Under any reasonable reading of privacy law's intent, inferences derived from your personal data are your personal data. But "reasonable reading" and "current enforcement" are different things.
The EU AI Act (2024) adds AI-specific regulations. India's Digital Personal Data Protection Act (2023) builds domestic data infrastructure to reduce platform dependence. The indigenous data sovereignty movement — the CARE Principles for Indigenous Data Governance — argues that communities should control data about them.
The direction is clear: more sovereignty, more portability, more individual control. The legal frameworks are converging toward the proposition that your data — including your AI context — is yours.
But here is the thing: if your context lives in files on your disk, the legal question is moot.
You don't need GDPR to export a Markdown file. You don't need CCPA to delete a folder. You don't need a data portability regulation to copy your files to a new machine. You don't need a lawyer to include a directory in your will.
The property rights argument is important for the platforms. They need laws to force them to treat your context as yours. But for individuals who adopt PCM, the legal fight is already won — because there is no platform to fight. Your context is files. Files are property. The end.
Balaji Srinivasan draws a distinction between voice and exit. Voice is trying to change a system from within — petitioning, protesting, negotiating. Exit is leaving the system entirely and building an alternative.
Voice says: "OpenAI, please make ChatGPT memories exportable."
Exit says: "I'll keep my context in files. Any AI can read them."
Voice says: "Google, please don't auto-enroll me in Personal Intelligence."
Exit says: "My context isn't in Google. It's on my machine."
Voice says: "Platforms, please treat our data as our property."

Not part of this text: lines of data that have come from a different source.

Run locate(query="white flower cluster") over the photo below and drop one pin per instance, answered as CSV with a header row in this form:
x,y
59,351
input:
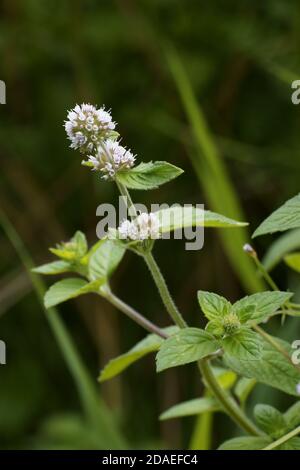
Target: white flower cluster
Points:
x,y
145,226
111,157
86,126
91,131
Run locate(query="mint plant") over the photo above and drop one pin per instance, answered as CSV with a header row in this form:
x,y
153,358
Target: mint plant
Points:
x,y
233,352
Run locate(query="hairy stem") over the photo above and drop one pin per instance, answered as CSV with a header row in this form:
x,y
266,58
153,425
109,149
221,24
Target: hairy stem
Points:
x,y
128,201
227,402
283,439
164,291
134,315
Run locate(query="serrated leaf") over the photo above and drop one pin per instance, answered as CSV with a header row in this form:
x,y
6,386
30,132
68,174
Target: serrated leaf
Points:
x,y
190,408
243,388
149,344
286,243
291,444
188,345
293,261
174,218
72,250
292,416
105,259
56,267
244,344
272,369
79,239
266,304
246,443
285,218
149,175
226,378
214,306
270,420
69,289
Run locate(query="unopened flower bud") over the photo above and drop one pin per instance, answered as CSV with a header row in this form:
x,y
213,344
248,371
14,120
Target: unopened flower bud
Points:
x,y
111,157
86,126
145,226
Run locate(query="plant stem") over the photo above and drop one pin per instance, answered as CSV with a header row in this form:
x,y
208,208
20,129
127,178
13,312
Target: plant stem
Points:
x,y
283,439
164,291
134,315
227,402
264,272
92,404
128,201
229,405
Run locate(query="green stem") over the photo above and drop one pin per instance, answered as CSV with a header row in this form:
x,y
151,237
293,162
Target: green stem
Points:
x,y
164,291
92,404
134,315
283,439
128,201
229,405
227,402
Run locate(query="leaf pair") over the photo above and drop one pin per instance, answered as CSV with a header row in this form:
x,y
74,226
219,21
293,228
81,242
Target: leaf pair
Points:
x,y
274,424
149,175
229,329
99,263
249,310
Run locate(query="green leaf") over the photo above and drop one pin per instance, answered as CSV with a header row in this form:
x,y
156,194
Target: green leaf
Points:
x,y
291,444
243,388
246,443
79,239
293,261
190,408
244,344
69,289
270,420
266,304
149,344
272,369
72,250
210,168
226,378
284,218
105,259
148,175
213,305
56,267
188,345
292,416
174,218
286,243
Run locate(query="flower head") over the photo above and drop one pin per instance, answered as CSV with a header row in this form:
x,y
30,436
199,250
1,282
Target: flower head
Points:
x,y
145,226
86,126
110,158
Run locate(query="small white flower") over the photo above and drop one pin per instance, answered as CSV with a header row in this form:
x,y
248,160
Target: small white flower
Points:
x,y
110,158
145,226
86,126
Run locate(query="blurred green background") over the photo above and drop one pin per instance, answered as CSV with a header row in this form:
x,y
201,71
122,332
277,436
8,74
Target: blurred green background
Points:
x,y
203,85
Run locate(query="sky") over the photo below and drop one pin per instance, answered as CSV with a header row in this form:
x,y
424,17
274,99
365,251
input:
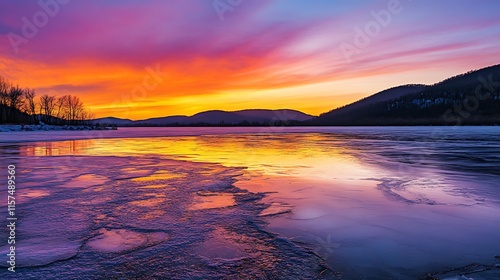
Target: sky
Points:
x,y
152,58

Exit says: "It's already our property. It's a folder."
PCM is an exit technology. It does not ask platforms to be better. It makes platforms optional. When your context lives in files you own, the platform becomes a service provider — one you can replace — rather than a landlord holding your cognitive history hostage.
This changes the power dynamic entirely. A platform that knows you can leave has to compete on quality. A platform that knows you can't leave competes on lock-in. The history of technology is the history of reducing lock-in: number portability for phones, open banking for finance, data portability for personal information. Context portability is next.

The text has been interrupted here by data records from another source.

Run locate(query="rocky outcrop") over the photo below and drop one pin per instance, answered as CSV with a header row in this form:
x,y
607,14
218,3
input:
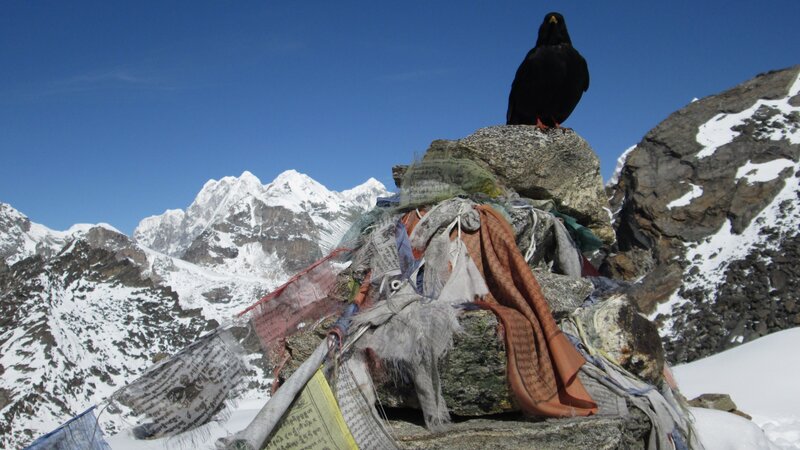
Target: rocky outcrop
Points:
x,y
705,217
600,433
556,165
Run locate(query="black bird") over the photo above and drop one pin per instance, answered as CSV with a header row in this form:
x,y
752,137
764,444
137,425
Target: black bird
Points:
x,y
551,79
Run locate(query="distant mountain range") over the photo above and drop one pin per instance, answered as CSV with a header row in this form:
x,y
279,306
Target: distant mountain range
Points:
x,y
84,311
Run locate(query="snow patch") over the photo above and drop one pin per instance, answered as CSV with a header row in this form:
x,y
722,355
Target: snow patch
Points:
x,y
763,172
620,164
687,198
760,377
711,257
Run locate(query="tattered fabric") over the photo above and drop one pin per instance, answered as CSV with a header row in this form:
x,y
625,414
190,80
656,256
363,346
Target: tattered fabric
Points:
x,y
304,298
542,364
188,389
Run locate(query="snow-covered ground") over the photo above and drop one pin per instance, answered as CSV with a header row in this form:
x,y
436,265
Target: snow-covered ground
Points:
x,y
761,378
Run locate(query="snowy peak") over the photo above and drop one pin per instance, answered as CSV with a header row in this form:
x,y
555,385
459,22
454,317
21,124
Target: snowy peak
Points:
x,y
241,210
20,238
298,192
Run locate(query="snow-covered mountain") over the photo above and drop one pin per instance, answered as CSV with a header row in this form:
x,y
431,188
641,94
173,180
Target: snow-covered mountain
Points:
x,y
84,311
707,218
237,222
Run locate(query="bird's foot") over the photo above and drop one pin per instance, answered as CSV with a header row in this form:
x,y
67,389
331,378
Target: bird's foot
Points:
x,y
563,129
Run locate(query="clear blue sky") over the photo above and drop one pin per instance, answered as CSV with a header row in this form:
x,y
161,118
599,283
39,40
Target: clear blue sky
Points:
x,y
114,111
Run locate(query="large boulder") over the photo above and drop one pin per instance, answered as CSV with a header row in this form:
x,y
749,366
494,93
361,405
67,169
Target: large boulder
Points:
x,y
706,217
555,165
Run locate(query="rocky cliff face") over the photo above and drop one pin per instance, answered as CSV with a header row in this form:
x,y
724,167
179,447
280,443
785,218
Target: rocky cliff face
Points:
x,y
83,312
706,217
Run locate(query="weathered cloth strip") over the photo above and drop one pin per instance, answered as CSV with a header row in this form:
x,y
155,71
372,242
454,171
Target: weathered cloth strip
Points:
x,y
254,436
79,433
304,298
542,364
188,389
314,421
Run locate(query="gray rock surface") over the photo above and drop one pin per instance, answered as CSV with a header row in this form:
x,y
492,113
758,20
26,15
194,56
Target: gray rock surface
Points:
x,y
557,165
562,434
616,327
655,230
564,294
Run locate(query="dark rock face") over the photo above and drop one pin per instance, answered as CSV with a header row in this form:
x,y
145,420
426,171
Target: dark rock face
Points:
x,y
50,303
698,173
539,165
756,299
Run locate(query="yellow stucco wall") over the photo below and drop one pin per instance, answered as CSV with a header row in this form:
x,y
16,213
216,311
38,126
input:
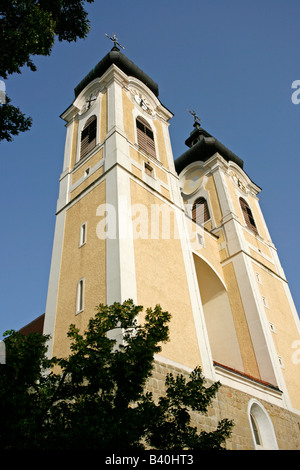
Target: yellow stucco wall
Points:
x,y
87,261
286,334
103,118
79,172
241,326
161,279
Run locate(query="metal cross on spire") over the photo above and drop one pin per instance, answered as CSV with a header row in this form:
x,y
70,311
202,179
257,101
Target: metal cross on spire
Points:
x,y
197,120
115,40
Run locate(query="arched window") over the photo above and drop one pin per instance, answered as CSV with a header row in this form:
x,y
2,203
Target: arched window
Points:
x,y
145,136
200,211
248,216
88,136
261,427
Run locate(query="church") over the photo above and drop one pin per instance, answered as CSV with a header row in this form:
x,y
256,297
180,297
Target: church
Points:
x,y
186,232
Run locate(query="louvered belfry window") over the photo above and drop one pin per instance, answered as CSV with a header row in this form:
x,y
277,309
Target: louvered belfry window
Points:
x,y
248,216
88,136
200,211
145,136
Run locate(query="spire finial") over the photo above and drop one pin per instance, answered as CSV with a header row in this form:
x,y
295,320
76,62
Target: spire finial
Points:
x,y
197,120
115,40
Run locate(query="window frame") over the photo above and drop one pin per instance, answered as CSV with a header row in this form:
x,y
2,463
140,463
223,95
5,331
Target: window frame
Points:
x,y
265,429
248,215
206,212
88,136
80,296
82,234
145,136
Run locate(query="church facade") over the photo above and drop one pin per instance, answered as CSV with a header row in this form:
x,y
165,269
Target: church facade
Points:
x,y
187,234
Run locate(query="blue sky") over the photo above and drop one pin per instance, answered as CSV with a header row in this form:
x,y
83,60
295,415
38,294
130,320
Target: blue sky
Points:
x,y
232,61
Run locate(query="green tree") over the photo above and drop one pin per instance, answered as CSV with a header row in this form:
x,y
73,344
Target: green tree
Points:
x,y
97,399
12,121
29,28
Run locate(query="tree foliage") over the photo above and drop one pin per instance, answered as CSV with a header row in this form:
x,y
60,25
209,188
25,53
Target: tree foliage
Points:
x,y
29,28
96,398
12,121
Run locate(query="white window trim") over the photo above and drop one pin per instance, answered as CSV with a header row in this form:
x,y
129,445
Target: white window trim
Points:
x,y
265,426
80,296
82,235
265,302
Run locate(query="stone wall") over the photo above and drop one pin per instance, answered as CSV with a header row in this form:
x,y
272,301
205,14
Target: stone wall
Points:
x,y
233,404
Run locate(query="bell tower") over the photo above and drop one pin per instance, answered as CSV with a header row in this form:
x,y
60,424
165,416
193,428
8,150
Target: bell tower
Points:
x,y
120,224
189,234
253,327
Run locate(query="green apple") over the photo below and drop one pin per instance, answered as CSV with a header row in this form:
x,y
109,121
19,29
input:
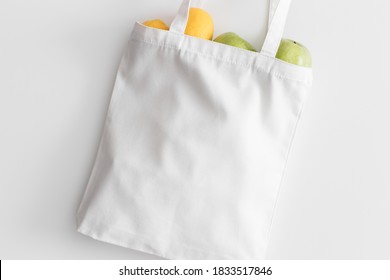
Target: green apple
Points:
x,y
293,52
232,39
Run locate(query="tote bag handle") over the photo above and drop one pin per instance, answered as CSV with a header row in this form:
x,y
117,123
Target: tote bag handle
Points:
x,y
278,11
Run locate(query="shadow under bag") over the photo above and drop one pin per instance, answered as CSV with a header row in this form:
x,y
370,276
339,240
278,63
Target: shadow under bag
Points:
x,y
195,144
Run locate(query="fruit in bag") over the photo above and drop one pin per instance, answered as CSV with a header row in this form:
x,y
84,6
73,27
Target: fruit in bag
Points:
x,y
200,24
156,23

This paper is not a manifesto. It is not a call to burn down platforms or boycott AI tools. Platforms will continue to build valuable AI features. Some people will prefer the convenience of platform-managed context. That's fine.
This paper is an invitation to consider a different default.

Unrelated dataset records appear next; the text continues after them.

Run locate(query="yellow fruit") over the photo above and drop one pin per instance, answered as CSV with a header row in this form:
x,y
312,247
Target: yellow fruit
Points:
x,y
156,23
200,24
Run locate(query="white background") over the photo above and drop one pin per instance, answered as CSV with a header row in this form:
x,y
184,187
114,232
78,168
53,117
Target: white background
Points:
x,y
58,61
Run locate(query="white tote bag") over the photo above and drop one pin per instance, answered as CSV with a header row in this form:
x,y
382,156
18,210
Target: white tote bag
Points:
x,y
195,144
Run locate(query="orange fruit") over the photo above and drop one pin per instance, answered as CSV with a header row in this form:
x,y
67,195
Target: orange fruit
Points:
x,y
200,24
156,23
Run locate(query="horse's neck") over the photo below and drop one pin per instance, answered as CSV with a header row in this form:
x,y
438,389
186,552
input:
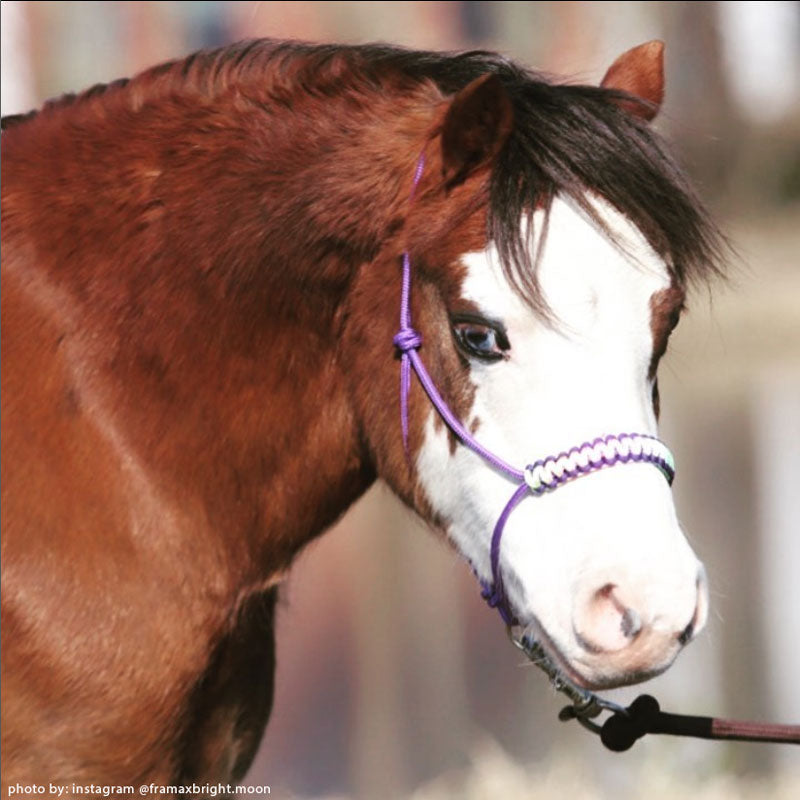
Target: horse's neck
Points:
x,y
204,270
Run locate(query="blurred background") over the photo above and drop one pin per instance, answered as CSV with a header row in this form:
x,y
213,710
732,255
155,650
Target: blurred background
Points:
x,y
394,679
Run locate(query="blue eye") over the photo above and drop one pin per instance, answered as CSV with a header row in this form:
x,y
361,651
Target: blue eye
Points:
x,y
481,339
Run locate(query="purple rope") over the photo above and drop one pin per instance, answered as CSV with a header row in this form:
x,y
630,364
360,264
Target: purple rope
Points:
x,y
531,480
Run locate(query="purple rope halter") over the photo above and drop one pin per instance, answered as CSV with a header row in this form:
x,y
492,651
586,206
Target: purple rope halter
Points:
x,y
542,476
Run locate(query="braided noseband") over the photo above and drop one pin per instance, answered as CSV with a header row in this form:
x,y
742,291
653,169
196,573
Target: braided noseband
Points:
x,y
542,476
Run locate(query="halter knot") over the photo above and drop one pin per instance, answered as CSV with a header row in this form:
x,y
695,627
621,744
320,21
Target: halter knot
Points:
x,y
407,339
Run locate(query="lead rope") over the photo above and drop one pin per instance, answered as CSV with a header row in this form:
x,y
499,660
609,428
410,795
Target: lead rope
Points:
x,y
643,716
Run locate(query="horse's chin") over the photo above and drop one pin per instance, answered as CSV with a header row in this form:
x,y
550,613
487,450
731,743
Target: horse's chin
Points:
x,y
590,670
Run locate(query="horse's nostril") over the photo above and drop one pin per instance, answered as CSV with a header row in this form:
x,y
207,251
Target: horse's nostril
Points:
x,y
700,611
631,623
605,622
685,636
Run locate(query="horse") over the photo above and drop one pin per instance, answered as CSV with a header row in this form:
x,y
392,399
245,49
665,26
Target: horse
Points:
x,y
203,271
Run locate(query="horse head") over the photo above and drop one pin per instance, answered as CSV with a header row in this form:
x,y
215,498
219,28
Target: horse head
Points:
x,y
550,265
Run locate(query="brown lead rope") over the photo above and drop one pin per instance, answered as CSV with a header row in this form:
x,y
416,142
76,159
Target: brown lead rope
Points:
x,y
621,730
625,725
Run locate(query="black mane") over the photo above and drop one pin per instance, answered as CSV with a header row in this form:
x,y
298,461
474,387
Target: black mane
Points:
x,y
567,139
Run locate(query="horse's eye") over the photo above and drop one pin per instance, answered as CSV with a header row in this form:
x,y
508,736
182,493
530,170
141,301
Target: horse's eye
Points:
x,y
481,339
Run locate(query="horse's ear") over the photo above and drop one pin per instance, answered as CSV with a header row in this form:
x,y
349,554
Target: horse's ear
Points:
x,y
640,72
475,127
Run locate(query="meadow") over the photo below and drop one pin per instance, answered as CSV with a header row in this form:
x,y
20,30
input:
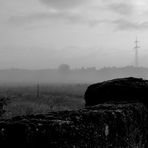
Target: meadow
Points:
x,y
43,98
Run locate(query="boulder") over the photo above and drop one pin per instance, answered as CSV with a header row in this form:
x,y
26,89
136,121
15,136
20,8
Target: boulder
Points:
x,y
117,91
101,126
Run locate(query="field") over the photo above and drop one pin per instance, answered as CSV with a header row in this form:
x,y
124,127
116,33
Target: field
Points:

The default today: your context is scattered across platforms, in formats you can't control, subject to terms you didn't negotiate, at risk of wipes you can't prevent. You hope the platforms stay good. You have no plan for when they don't.
The alternative default: your context lives on your machine, in plain files, in a structure that any AI can read. You share what you choose. You keep what you keep. When you switch models, your context travels. When you switch tools, your context survives. When you stop paying a subscription, your context remains. When you die, your context passes to your family like any other possession.
The technology for this exists today. It is not complex. It is not expensive. It is not theoretical. It is files.
Xerox proved the GUI. Apple owned it. Netscape proved the browser. The open web won. Platforms proved AI context. Ownership is next.